But business and political leaders, including members of the ruling Conservative Party, have strongly criticized the decision — leaked before Wednesday’s official announcement — as the latest example of confusing policymaking by the UK government.
Andy Street, the Conservative mayor of Birmingham, said the about-face “damages” Britain’s international reputation and that as a “serious G7 country” the UK had to be able to deliver on “difficult” infrastructure projects.
Investors had already committed “hundreds of millions, if not billions, of pounds” on the “promise” of HS2, he said in an interview with radio station LBC this week. “You cannot then turn around to those investors and say, ‘We’ve changed our mind.’”
One such investor is Tom Wagner, co-chairman of US private equity firm Knighthead Capital Management, which bought the Birmingham City football club earlier this year.

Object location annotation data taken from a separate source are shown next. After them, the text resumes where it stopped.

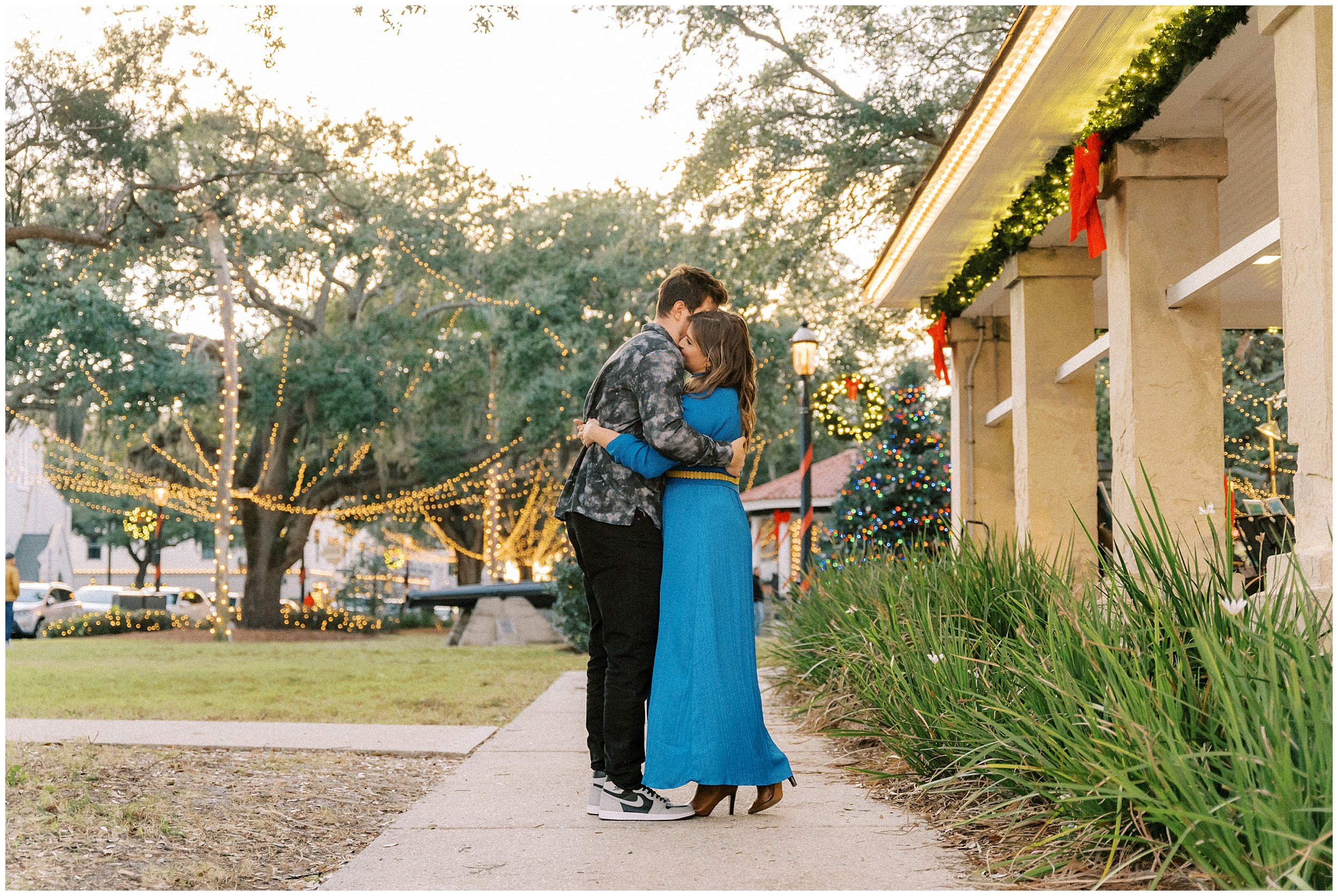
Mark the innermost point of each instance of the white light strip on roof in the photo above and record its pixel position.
(1044, 27)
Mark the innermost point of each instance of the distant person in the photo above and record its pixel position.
(11, 594)
(759, 596)
(613, 518)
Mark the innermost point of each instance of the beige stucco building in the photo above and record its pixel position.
(1233, 173)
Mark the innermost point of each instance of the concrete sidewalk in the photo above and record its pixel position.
(410, 740)
(513, 817)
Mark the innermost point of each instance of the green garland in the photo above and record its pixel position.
(1132, 101)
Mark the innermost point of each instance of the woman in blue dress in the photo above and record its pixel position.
(704, 723)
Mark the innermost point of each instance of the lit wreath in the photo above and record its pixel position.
(140, 523)
(854, 387)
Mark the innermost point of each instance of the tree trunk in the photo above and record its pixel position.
(260, 599)
(141, 564)
(265, 566)
(143, 572)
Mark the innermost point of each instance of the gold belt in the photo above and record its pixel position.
(702, 474)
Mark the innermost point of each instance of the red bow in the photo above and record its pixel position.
(938, 332)
(1083, 192)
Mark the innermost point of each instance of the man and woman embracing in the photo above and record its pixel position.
(653, 515)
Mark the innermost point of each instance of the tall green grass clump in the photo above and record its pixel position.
(1122, 728)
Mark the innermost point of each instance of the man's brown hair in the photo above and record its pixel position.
(692, 286)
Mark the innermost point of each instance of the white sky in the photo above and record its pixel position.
(554, 101)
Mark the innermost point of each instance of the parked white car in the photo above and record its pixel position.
(186, 602)
(39, 604)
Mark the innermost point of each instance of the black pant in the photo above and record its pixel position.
(621, 566)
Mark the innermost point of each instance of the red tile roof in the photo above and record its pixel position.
(830, 476)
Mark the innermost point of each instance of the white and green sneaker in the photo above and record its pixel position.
(597, 781)
(640, 804)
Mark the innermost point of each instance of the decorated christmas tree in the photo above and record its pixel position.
(898, 492)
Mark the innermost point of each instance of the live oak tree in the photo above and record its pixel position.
(108, 529)
(106, 158)
(835, 129)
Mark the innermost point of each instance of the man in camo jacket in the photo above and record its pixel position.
(613, 523)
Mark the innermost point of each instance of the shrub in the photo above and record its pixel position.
(336, 621)
(1128, 726)
(571, 612)
(415, 618)
(117, 621)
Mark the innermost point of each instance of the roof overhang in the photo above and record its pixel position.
(1053, 67)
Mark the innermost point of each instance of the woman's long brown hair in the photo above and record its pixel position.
(723, 337)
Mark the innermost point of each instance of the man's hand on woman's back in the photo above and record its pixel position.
(736, 463)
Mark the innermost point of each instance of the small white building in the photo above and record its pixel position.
(38, 531)
(36, 519)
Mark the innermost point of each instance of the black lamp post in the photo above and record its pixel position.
(803, 348)
(159, 499)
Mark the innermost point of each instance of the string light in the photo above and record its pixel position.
(1128, 103)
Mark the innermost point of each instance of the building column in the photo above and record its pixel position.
(1166, 364)
(1055, 476)
(1304, 79)
(981, 457)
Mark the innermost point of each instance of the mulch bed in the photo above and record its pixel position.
(253, 636)
(83, 816)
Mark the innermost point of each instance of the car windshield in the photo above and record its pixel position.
(31, 593)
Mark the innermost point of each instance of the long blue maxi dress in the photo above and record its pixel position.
(704, 723)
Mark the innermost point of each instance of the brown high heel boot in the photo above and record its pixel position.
(708, 795)
(769, 795)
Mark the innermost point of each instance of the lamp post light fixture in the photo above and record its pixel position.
(1273, 434)
(803, 350)
(159, 497)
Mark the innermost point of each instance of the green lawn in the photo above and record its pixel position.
(403, 678)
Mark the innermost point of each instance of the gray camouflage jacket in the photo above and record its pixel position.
(640, 391)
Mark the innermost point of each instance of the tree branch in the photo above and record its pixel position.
(55, 234)
(259, 297)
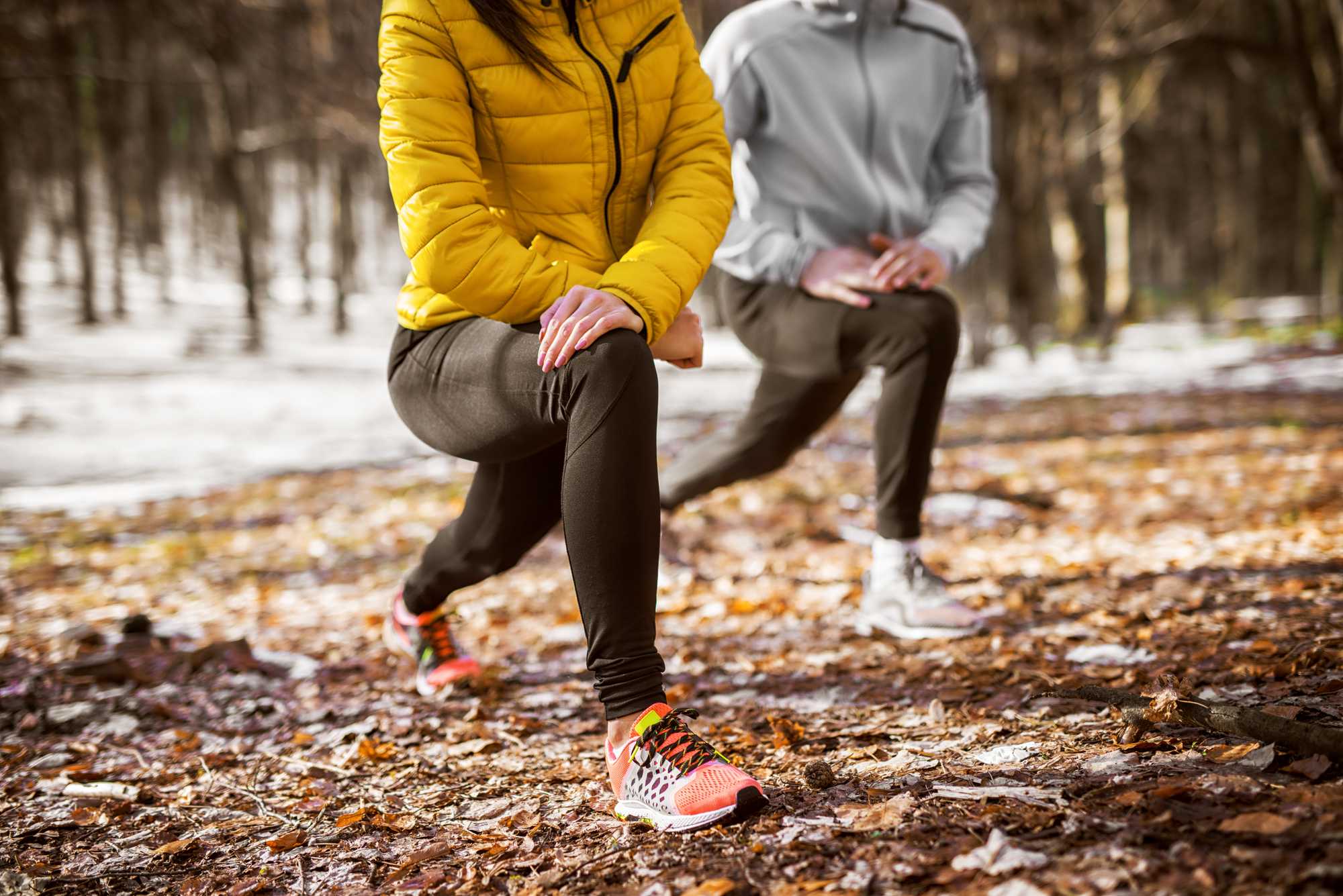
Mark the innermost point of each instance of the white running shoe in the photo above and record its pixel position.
(911, 601)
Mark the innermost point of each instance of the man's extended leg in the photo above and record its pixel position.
(914, 338)
(785, 412)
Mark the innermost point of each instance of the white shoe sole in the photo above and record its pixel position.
(397, 646)
(913, 632)
(745, 808)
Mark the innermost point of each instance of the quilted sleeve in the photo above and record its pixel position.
(428, 136)
(692, 201)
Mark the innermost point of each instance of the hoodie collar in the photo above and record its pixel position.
(855, 8)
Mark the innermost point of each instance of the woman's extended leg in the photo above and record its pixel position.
(473, 389)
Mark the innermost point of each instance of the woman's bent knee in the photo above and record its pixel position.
(621, 357)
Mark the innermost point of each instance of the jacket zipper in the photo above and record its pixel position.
(867, 82)
(571, 12)
(633, 51)
(871, 136)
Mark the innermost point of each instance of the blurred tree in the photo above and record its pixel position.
(1154, 153)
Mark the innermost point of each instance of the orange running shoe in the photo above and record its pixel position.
(428, 639)
(672, 779)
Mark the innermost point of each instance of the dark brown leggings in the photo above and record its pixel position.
(911, 336)
(580, 444)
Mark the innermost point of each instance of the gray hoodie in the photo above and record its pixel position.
(849, 117)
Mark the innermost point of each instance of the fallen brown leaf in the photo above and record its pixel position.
(714, 887)
(1258, 823)
(375, 750)
(354, 817)
(1227, 753)
(786, 732)
(289, 840)
(876, 817)
(418, 858)
(1311, 768)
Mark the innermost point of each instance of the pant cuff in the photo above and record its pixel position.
(418, 601)
(618, 707)
(902, 529)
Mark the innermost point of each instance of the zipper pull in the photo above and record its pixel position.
(628, 59)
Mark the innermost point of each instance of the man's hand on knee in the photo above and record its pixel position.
(839, 275)
(906, 263)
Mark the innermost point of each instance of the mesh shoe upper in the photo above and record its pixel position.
(429, 639)
(674, 770)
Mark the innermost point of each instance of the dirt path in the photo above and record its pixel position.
(1114, 541)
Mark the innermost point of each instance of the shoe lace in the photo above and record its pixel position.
(676, 742)
(438, 635)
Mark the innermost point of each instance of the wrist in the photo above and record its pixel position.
(797, 267)
(943, 252)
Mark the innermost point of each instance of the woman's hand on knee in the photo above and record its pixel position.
(577, 319)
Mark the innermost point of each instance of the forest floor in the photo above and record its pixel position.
(195, 698)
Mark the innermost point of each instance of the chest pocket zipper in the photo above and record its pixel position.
(628, 59)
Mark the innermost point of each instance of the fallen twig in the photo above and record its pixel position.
(165, 873)
(315, 765)
(1243, 722)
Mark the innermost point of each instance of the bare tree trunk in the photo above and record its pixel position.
(343, 236)
(155, 176)
(310, 177)
(65, 50)
(233, 184)
(1064, 232)
(11, 223)
(112, 125)
(1119, 286)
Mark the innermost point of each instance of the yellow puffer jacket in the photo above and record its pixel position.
(512, 187)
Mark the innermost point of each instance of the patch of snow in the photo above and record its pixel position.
(1110, 655)
(999, 858)
(1008, 754)
(1113, 761)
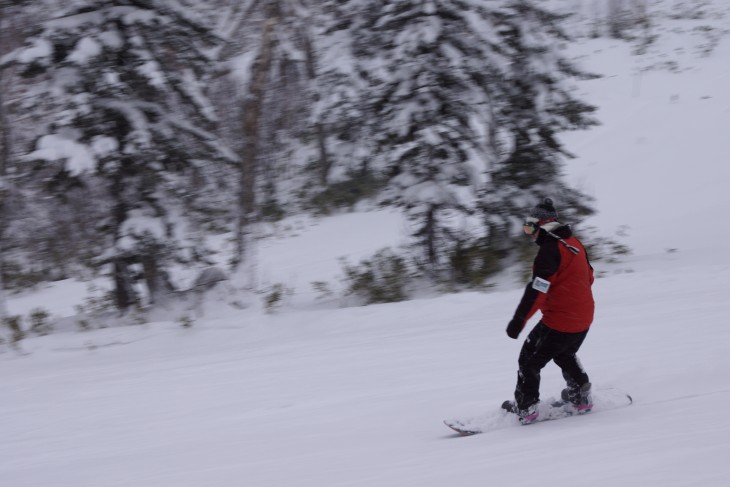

In a letter to Sunak published late last month, Wagner, now chairman of the club, said the improved connectivity with the rest of the UK that HS2 would bring was a “key” factor in Knighthead’s decision to invest in the club.
“The expectation is that the government will honor its commitment to deliver on publicly stated long-term plans,” he wrote. “Any deviation could result in a loss of investor trust, and this would have a considerable negative impact on the UK. The ambitious HS2 project falls into this category.”
The U-turn was also blasted by Richard Walker, the boss of supermarket chain Iceland, and until recently a long-time Conservative Party member.
The government’s “evident inability” to deliver on major projects “is devastating to both its credibility and to business confidence,” Walker wrote in The Guardian newspaper Sunday.
“UK plc is crying out for both stability and certainty — and the current government’s constant changes of direction and failures to make decisions are actively undermining this.”
Walker added that he had canceled his membership of the Conservative Party.
— This is a developing story and will be updated.